Siria: la verità dimenticata.

di Patrizio Ricci

Non era possibile un’altra via per la conquista dei diritti sociali e civili della popolazione siriana? Perchè ogni minimo tentativo di cambiamento è stato bocciato sin dall’inizio?

Certamente il popolo siriano ha tutto il  diritto di chiedere modifiche e miglioramenti nel governo del proprio paese e le manifestazioni iniziali chiedevano proprio questo. Tuttavia sin dall’inizio aveva cessato lo stato d’emergenza che giustificava colpevolmente con l’eterna contrapposizione a Israele (per questo pretestuosamente perpetuava da decenni il monopartitismo). Subito dopo i primi scontri il governo siriano ha dato un segno di buona volontà  cambiando la costituzione nel senso richiesto e mettendo in atto una serie di cambiamenti.

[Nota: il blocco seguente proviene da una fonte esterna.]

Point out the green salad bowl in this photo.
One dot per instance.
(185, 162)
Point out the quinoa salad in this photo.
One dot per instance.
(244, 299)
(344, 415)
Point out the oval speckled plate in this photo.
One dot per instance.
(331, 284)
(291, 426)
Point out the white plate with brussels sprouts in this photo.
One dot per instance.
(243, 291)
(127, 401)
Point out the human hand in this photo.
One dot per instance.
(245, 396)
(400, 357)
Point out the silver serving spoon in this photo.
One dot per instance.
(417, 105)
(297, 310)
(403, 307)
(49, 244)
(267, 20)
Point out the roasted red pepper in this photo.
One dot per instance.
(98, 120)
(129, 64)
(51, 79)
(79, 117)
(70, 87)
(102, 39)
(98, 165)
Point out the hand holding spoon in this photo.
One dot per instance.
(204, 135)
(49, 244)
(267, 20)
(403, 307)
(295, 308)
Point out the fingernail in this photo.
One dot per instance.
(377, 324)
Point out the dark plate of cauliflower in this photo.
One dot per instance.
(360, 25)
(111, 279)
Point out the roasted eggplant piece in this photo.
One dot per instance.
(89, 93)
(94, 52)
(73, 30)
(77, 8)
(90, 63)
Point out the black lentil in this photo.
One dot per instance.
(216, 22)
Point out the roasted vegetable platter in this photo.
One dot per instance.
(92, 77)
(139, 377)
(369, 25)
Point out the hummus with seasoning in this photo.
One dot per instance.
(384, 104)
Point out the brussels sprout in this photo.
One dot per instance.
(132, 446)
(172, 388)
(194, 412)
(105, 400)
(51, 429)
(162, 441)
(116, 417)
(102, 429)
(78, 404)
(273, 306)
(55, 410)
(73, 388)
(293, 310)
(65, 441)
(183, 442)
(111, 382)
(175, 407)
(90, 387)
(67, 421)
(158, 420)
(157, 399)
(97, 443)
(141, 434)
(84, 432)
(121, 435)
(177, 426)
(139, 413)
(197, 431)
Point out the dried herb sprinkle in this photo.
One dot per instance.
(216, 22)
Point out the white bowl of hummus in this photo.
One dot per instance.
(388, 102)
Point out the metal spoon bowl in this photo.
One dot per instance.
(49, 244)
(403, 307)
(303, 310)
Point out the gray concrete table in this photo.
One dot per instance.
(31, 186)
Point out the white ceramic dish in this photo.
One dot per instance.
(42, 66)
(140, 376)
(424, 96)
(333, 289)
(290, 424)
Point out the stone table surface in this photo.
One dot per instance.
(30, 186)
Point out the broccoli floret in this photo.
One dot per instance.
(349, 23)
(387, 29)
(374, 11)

Successivamente ha svolto le elezioni in una condizione difficilissima: esse sono state boicottate dalla comunità internazionale e dall’opposizione armata che non ha mai cessato di scegliere la guerriglia come unico strumento di cambiamento.  Nella stessa linea di condotta, a priori le elezioni non sono state riconosciute  dal Segretario generale delle Nazioni Unite Ban Ki-moon che ha dimostrato di conoscere solo la parola d’ordine “Assad se ne deve andare”. Da quel momento,  ad ogni inziativa di conciliazione o di negoziato, condizione preliminare per il cambiamento di gouvernement richiesto e traghettare il paese pacificamente al cambiamento, si è opposto sempre la sola voce alle armi e  il campo di battaglia alla soluzione negoziata ed ai tentativi di riconciliazione.

Tutta l’attenzione è stata focalizzata sulla conta dei morti  subito da addebitare alla parte antagonista, specialmente le forze governative. Da parte sua, la comunità internazionale   non ha mai rinunciato all’intervento armato secondo la nuova politica della ‘responsability to protect’ , la nuova missione universale lanciata da qualche tempo dall’ONU per proteggere i diritti umani e le libertà individuali anzichè come un tempo preservare la pace nel mondo.

Il conflitto siriano è causato almeno in parte da un ambiguo comportamento degli attori principali. Succedanea a questa situazione è la guerra  combattuta dalla comunità internazionale contro la Siria con le armi dell’embargo (che ha conseguenze gravissime per la popolazione civile) e con  l’appoggio logistico e politico ad uno solo dei gruppi di opposizione, quello sceso in armi  che non rappresenta l’intero paese (questo elemento è totalmente assente dal dibattito).

La Siria è in rovina. Sembra che ci si sia dimenticati una cosa semplice. Ci si è dimenticati che è sbagliato l’approccio di fondo che si è utilizzato per tutto il tempo nella crisi: è la rinuncia all’iniziativa diplomatica. Questa omissione mostra da tempo tutte le sue nefaste e drammatiche conseguenze. Ciononostante si procede imperterriti per la stessa strada, determinati ad ottenere con qualsiasi mezzo ed ad a ogni costo l’annientamento fisico dell’avversario. Come per la giustificazione della ‘guerra umanitaria’ in Libia si ha bisogno di un mostro e del male assoluto contro cui
diventa il male minore anche la presenza di Al Qaida o la presenza  numerosa dei jadisti, ormai ampiamente documentata (ad esempio: http://www.asianews.it/notizie-it/Cristiani-siriani-nella-guerra-fra-integristi-e-laicisti,-sunniti-e-sciiti-24992.html ). Tutto diventa male minore, gli attentati devastanti, i progrom di funzionari governativi, i rapimenti, lo sterminio di famiglie intere, l’esodo dei cristiani dalle località più colpite dal conflitto.
Voglio porre l’accento ad un’altra novità, quella che a tanta foga nell’inseguire la protezione dei diritti civili e della libertà sembra sfuggire: se non si sa che cos’è l’uomo tutto intero e si prende solo un particolare della vita si è in ogni caso violenti. La violenza che si esprime con le armi e che rifiuta un compromesso e un mediazione non ha stima dell’uomo ma solo di un’idea di giustizia in nome della quale di fatto si giustificano le sopraffazione, le violenze, gli assassini sommari e la guerra. Da qualsiasi parte venga e qualsiasi sia la bandiera, questo modo di guardare l’uomo non porterà mai ad alcuna liberazione.